A more detailed document about it.
A blog post explaining some of the basic problem-solving moves.
An informal record of meetings of participants based in Cambridge.
We are trying to formulate a notion of "motivated proof". Roughly speaking, this means a proof that does not involve rabbits being drawn out of hats. While we do not yet have a precise notion yet, we do have several examples.
Two YouTube series of live problem-solving videos have been created by Tim Gowers. One focuses on problems that require the solver to find useful invariants, while the other is for problems that require clever colourings. We would be delighted to link to similar videos made by others (of any kind of non-routine problem -- they don't have to be IMO-style problems): please let us know of any that you know of, or have made yourself. To be useful for this project they should be of people solving problems they have not seen before, rather than merely explaining solutions they know.
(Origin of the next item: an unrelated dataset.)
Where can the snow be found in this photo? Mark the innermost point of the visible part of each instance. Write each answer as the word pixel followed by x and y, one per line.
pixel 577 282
The problems that we are trying to solve are a little different in style from the benchmark problems one finds in typical databases, in that they are more like the easier problems that one might find in a mathematics undergraduate problem set. So we would like to create our own collection of problems and use it to measure our progress. We have made a start on this and would welcome further suggestions.
For several years, Mohan Ganesalingam and Timothy Gowers collaborated using a private blog. The content of that blog is now publicly accessible. There are a lot of posts, and many of the ideas they contain are fairly half baked, or superseded by later ideas that seem to work better. But a lot of them also represent trains of thought that were not fully explored and could be a useful starting point for further research.